Li-ion batteries are enabled by a protecting layer on the negative electrode, which self-forms as a result of electrolyte decomposition, a process called solid electrolyte interphase (SEI). This so-called passivation layer is important because it offers just enough electronic resistance to limit electrolyte decomposition. However, through repeated use, this layer's growth leads to capacity fade and increased cell resistance.
Over time, needle-like dendrites grow on the lithium electrode, inhibiting performance and safety.
"This is why lithium metal batteries don't last longer—the interphase grows and it's not stable," Donghai Wang, Professor of Mechanical and Chemical Engineering at Penn State, said in a statement. "In this project, we used a polymer composite to create a much better SEI."

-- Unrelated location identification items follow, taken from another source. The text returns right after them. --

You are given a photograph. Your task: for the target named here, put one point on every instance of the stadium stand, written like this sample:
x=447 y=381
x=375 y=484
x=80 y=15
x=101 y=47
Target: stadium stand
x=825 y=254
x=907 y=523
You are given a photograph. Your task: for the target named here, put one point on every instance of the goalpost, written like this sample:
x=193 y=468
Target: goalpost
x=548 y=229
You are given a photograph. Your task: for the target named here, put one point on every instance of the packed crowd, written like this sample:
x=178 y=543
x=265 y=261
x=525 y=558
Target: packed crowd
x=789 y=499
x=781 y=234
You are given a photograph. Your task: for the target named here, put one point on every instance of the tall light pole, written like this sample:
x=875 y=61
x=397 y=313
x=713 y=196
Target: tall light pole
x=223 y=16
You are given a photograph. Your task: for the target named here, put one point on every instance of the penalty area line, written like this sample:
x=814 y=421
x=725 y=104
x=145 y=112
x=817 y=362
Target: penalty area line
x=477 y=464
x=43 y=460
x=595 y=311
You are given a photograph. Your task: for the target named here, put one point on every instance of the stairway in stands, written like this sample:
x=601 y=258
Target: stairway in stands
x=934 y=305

To bypass this roadblock, the engineers devised a new SEI -- a reactive polymer composite made up of polymeric lithium salt, lithium fluoride nanoparticles, and graphene oxide sheets. Many thin layers of this polymer react to make a claw-like bond to the lithium metal surface so that it doesn't react with the electrolyte molecules. This was achieved by controlling the surface of the lithium at the level of individual atoms and molecules.
The reactive polymer also decreases the weight and manufacturing cost, further enhancing the future of lithium metal batteries.
"With a more stable SEI, it's possible to double the energy density of current batteries, while making them last longer and be safer," Wang said.
The research was published in the journal Nature Materials.